What is ADA Compliance?
The Department of Justice (DOJ) published the Americans with Disabilities Act (ADA) Standards for Accessible Design in September 2010. These standards state that all electronic and information technology must be accessible to people with disabilities.
The ADA differs from Section 508 regulations, which are an amendment to the Rehabilitation Act of 1973 and apply to all information technology, including computer hardware, software and documentation.

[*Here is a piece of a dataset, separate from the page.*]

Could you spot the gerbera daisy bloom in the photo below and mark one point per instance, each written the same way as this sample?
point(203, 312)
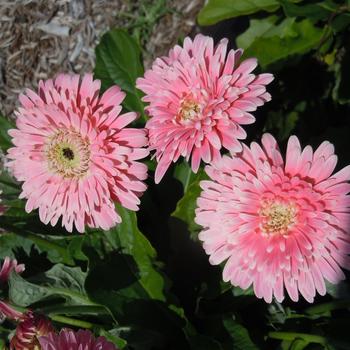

Who needs to follow these requirements?
The ADA standards apply to commercial and public entities that have “places of public accommodation” which includes the internet. The DOJ is currently determining the specific regulations but that does not mean website discrimination will be tolerated. The DOJ's public position was clarified in the following statement made during the Netflix case:
"The Department is currently developing regulations
specifically addressing the accessibility of goods and services offered
via the web by entities covered by the ADA. The fact that the regulatory
process is not yet complete in no way indicates that web services are
not already covered by title III."
— Statement of Interest of the United States Department of Justice in NAD v. Netflix (page 10)
Who does the law affect?
- Americans with disabilities and their friends, families, and caregivers
- Private employers with 15 or more employees
- Businesses operating for the benefit of the public
- All state and local government agencies
How does a company comply with the ADA?
The ADA encourages self-regulation of accessibility standards and the Department of Justice is currently developing regulations to provide specific guidance to the entities covered by the ADA. Organizations are encouraged to use the WCAG 2.0 level AA guidelines as a guide on how to become accessible until the DOJ defines the regulations.